Step 1: Copy the Background Layer
With your background layer selected, use Ctrl+C and Ctrl+V (Cmd+C and Cmd+V for Mac users) to make a copy and rename the layer "Fix Gradient".
Step 2: Select the Sky
Using the Sky Selection command which is built into Photoshop (Select > Sky). You should see "marching ants" appear around the border of the sky. Add the sky selection as a layer mask using the "Add Layer Mask" button at the bottom of the Layers panel. Sky Selection is used here only for convenience, and can often result in haloing at the horizon line or bleeding into the foreground. For a more precise selection, use the Quick Selection tool and refine the horizon using Select and Mask's "Refine Edge" brush. This is especially important if you want to print your images large. Taking the time to make precise edge selections is something many Photoshop users generally shy away from, I believe to the detriment of the final image.

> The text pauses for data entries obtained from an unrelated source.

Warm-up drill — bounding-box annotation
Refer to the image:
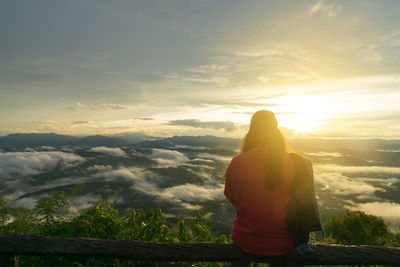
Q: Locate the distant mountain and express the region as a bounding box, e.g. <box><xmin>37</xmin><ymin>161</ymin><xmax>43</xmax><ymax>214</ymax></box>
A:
<box><xmin>134</xmin><ymin>135</ymin><xmax>240</xmax><ymax>148</ymax></box>
<box><xmin>0</xmin><ymin>133</ymin><xmax>129</xmax><ymax>149</ymax></box>
<box><xmin>68</xmin><ymin>135</ymin><xmax>129</xmax><ymax>147</ymax></box>
<box><xmin>0</xmin><ymin>133</ymin><xmax>78</xmax><ymax>148</ymax></box>
<box><xmin>109</xmin><ymin>132</ymin><xmax>162</xmax><ymax>144</ymax></box>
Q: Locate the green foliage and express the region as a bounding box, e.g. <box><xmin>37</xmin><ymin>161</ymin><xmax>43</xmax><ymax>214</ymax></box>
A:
<box><xmin>5</xmin><ymin>208</ymin><xmax>37</xmax><ymax>235</ymax></box>
<box><xmin>324</xmin><ymin>211</ymin><xmax>396</xmax><ymax>246</ymax></box>
<box><xmin>72</xmin><ymin>201</ymin><xmax>122</xmax><ymax>239</ymax></box>
<box><xmin>0</xmin><ymin>188</ymin><xmax>228</xmax><ymax>266</ymax></box>
<box><xmin>0</xmin><ymin>195</ymin><xmax>10</xmax><ymax>229</ymax></box>
<box><xmin>4</xmin><ymin>188</ymin><xmax>400</xmax><ymax>267</ymax></box>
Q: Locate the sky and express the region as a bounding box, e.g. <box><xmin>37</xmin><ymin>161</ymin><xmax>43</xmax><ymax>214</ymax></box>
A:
<box><xmin>0</xmin><ymin>0</ymin><xmax>400</xmax><ymax>139</ymax></box>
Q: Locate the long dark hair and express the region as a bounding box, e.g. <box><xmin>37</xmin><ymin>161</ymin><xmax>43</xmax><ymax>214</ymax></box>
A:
<box><xmin>240</xmin><ymin>110</ymin><xmax>292</xmax><ymax>189</ymax></box>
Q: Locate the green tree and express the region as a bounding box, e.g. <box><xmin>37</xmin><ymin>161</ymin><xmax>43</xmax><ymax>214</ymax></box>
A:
<box><xmin>324</xmin><ymin>211</ymin><xmax>392</xmax><ymax>246</ymax></box>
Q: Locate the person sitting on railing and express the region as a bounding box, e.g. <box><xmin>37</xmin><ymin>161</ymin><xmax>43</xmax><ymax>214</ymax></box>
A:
<box><xmin>224</xmin><ymin>110</ymin><xmax>323</xmax><ymax>266</ymax></box>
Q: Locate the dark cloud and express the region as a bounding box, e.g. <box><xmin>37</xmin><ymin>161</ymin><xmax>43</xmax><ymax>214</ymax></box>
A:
<box><xmin>168</xmin><ymin>119</ymin><xmax>238</xmax><ymax>132</ymax></box>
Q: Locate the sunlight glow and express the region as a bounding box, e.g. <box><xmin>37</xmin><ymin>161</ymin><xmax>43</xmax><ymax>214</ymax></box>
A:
<box><xmin>274</xmin><ymin>94</ymin><xmax>331</xmax><ymax>132</ymax></box>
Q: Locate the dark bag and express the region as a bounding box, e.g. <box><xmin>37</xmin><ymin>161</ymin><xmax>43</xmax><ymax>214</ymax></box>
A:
<box><xmin>287</xmin><ymin>153</ymin><xmax>324</xmax><ymax>234</ymax></box>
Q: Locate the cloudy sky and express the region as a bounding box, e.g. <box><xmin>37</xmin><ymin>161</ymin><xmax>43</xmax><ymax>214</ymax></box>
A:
<box><xmin>0</xmin><ymin>0</ymin><xmax>400</xmax><ymax>138</ymax></box>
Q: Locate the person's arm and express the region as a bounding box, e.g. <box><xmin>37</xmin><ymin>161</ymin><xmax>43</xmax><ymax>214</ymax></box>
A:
<box><xmin>224</xmin><ymin>162</ymin><xmax>236</xmax><ymax>206</ymax></box>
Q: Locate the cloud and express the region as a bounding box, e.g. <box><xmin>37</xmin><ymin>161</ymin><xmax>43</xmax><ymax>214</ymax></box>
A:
<box><xmin>0</xmin><ymin>151</ymin><xmax>85</xmax><ymax>179</ymax></box>
<box><xmin>168</xmin><ymin>119</ymin><xmax>238</xmax><ymax>132</ymax></box>
<box><xmin>86</xmin><ymin>165</ymin><xmax>113</xmax><ymax>172</ymax></box>
<box><xmin>346</xmin><ymin>201</ymin><xmax>400</xmax><ymax>231</ymax></box>
<box><xmin>149</xmin><ymin>148</ymin><xmax>189</xmax><ymax>167</ymax></box>
<box><xmin>93</xmin><ymin>167</ymin><xmax>224</xmax><ymax>210</ymax></box>
<box><xmin>314</xmin><ymin>164</ymin><xmax>400</xmax><ymax>176</ymax></box>
<box><xmin>315</xmin><ymin>172</ymin><xmax>382</xmax><ymax>199</ymax></box>
<box><xmin>304</xmin><ymin>151</ymin><xmax>343</xmax><ymax>158</ymax></box>
<box><xmin>196</xmin><ymin>153</ymin><xmax>233</xmax><ymax>162</ymax></box>
<box><xmin>89</xmin><ymin>146</ymin><xmax>128</xmax><ymax>158</ymax></box>
<box><xmin>159</xmin><ymin>184</ymin><xmax>225</xmax><ymax>202</ymax></box>
<box><xmin>67</xmin><ymin>102</ymin><xmax>126</xmax><ymax>111</ymax></box>
<box><xmin>308</xmin><ymin>0</ymin><xmax>342</xmax><ymax>18</ymax></box>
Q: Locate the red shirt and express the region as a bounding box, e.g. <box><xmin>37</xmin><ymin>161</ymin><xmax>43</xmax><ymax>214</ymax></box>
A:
<box><xmin>224</xmin><ymin>148</ymin><xmax>294</xmax><ymax>255</ymax></box>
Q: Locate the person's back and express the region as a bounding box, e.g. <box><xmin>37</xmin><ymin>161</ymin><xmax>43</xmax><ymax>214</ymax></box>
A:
<box><xmin>225</xmin><ymin>148</ymin><xmax>294</xmax><ymax>255</ymax></box>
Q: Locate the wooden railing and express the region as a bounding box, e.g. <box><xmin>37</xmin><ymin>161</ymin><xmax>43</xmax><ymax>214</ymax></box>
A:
<box><xmin>0</xmin><ymin>235</ymin><xmax>400</xmax><ymax>266</ymax></box>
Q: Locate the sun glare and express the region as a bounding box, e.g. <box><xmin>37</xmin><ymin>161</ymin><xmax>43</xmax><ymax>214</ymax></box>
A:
<box><xmin>274</xmin><ymin>95</ymin><xmax>331</xmax><ymax>132</ymax></box>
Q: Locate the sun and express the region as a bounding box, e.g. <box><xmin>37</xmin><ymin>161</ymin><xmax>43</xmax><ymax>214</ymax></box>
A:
<box><xmin>276</xmin><ymin>94</ymin><xmax>331</xmax><ymax>132</ymax></box>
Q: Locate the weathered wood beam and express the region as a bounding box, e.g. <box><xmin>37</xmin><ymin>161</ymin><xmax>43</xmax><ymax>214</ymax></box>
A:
<box><xmin>0</xmin><ymin>235</ymin><xmax>400</xmax><ymax>265</ymax></box>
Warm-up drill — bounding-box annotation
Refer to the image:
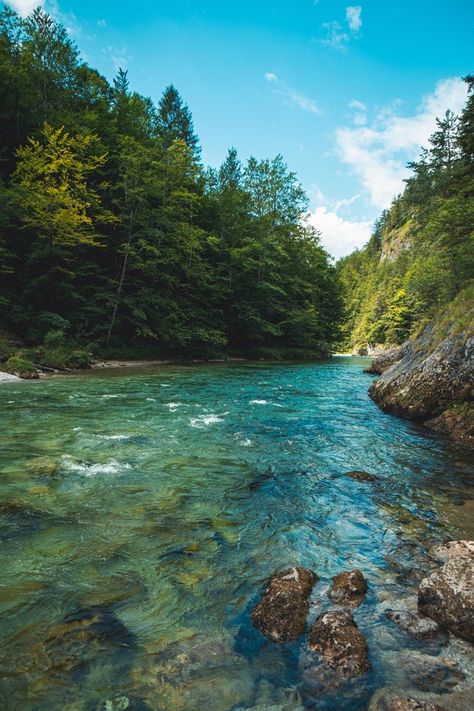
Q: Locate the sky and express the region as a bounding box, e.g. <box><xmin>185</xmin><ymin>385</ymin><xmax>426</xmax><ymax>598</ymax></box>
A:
<box><xmin>4</xmin><ymin>0</ymin><xmax>474</xmax><ymax>257</ymax></box>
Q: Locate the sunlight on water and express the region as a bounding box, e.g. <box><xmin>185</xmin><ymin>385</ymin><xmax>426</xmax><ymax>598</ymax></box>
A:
<box><xmin>0</xmin><ymin>358</ymin><xmax>473</xmax><ymax>711</ymax></box>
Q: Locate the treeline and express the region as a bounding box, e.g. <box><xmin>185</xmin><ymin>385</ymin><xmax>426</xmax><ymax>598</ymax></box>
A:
<box><xmin>338</xmin><ymin>76</ymin><xmax>474</xmax><ymax>348</ymax></box>
<box><xmin>0</xmin><ymin>8</ymin><xmax>341</xmax><ymax>356</ymax></box>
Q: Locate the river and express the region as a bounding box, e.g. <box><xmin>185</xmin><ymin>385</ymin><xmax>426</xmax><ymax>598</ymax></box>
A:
<box><xmin>0</xmin><ymin>358</ymin><xmax>474</xmax><ymax>711</ymax></box>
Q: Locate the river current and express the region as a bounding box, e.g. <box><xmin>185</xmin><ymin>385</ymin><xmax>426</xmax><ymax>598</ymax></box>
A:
<box><xmin>0</xmin><ymin>358</ymin><xmax>474</xmax><ymax>711</ymax></box>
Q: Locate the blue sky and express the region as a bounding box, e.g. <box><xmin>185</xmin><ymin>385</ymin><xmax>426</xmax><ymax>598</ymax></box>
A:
<box><xmin>4</xmin><ymin>0</ymin><xmax>474</xmax><ymax>256</ymax></box>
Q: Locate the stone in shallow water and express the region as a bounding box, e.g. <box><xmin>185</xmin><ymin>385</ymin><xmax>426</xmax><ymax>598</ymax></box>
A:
<box><xmin>418</xmin><ymin>554</ymin><xmax>474</xmax><ymax>642</ymax></box>
<box><xmin>252</xmin><ymin>567</ymin><xmax>318</xmax><ymax>642</ymax></box>
<box><xmin>308</xmin><ymin>610</ymin><xmax>370</xmax><ymax>679</ymax></box>
<box><xmin>345</xmin><ymin>471</ymin><xmax>378</xmax><ymax>481</ymax></box>
<box><xmin>429</xmin><ymin>541</ymin><xmax>474</xmax><ymax>563</ymax></box>
<box><xmin>368</xmin><ymin>689</ymin><xmax>444</xmax><ymax>711</ymax></box>
<box><xmin>385</xmin><ymin>610</ymin><xmax>448</xmax><ymax>642</ymax></box>
<box><xmin>400</xmin><ymin>650</ymin><xmax>465</xmax><ymax>694</ymax></box>
<box><xmin>328</xmin><ymin>568</ymin><xmax>367</xmax><ymax>607</ymax></box>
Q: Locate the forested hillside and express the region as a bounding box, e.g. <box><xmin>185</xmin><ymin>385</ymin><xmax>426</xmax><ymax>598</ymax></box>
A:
<box><xmin>0</xmin><ymin>4</ymin><xmax>341</xmax><ymax>357</ymax></box>
<box><xmin>338</xmin><ymin>76</ymin><xmax>474</xmax><ymax>350</ymax></box>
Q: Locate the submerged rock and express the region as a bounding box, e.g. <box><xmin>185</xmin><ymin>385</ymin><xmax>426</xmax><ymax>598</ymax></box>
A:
<box><xmin>345</xmin><ymin>471</ymin><xmax>378</xmax><ymax>481</ymax></box>
<box><xmin>429</xmin><ymin>541</ymin><xmax>474</xmax><ymax>563</ymax></box>
<box><xmin>37</xmin><ymin>607</ymin><xmax>136</xmax><ymax>675</ymax></box>
<box><xmin>252</xmin><ymin>567</ymin><xmax>318</xmax><ymax>642</ymax></box>
<box><xmin>328</xmin><ymin>568</ymin><xmax>367</xmax><ymax>607</ymax></box>
<box><xmin>385</xmin><ymin>610</ymin><xmax>447</xmax><ymax>641</ymax></box>
<box><xmin>418</xmin><ymin>553</ymin><xmax>474</xmax><ymax>642</ymax></box>
<box><xmin>368</xmin><ymin>689</ymin><xmax>444</xmax><ymax>711</ymax></box>
<box><xmin>308</xmin><ymin>610</ymin><xmax>370</xmax><ymax>679</ymax></box>
<box><xmin>400</xmin><ymin>650</ymin><xmax>465</xmax><ymax>694</ymax></box>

Get in the habit of making great selections
Step 3: Invert the Sky
Click on the image thumbnail for the "Fix Gradient" layer to make the pixel layer active and use Ctrl-I (Cmd+I for Mac users) to invert the image. It should look quite strange. In my example image, I also need to select and invert the reflection in the puddle.
Step 4: Change Blend Mode & Opacity
Change the blend mode of the sky layer to Luminosity. This will ignore the inverted colors and only show the inverted luminosity of the gradient. Finally, adjust the opacity of the layer to increase or reduce the effect. Note that increasing the opacity above 50% will effectively begin to reverse the gradient, which is not what we want here. At 50%, all of the pixels in the sky will be the same brightness, canceling out the gradient entirely. I generally prefer to keep some of the gradient to retain a natural look, and for the final image below I used an opacity of 30%.
The gradient in this image wasn't terrible to start with, and similar results may have been achieved using simple slider adjustments in Lightroom. However, images with trickier gradients caused by polarizing filters or vignetting can be saved using this method. It is a nice tool to have in your back pocket should the need arise.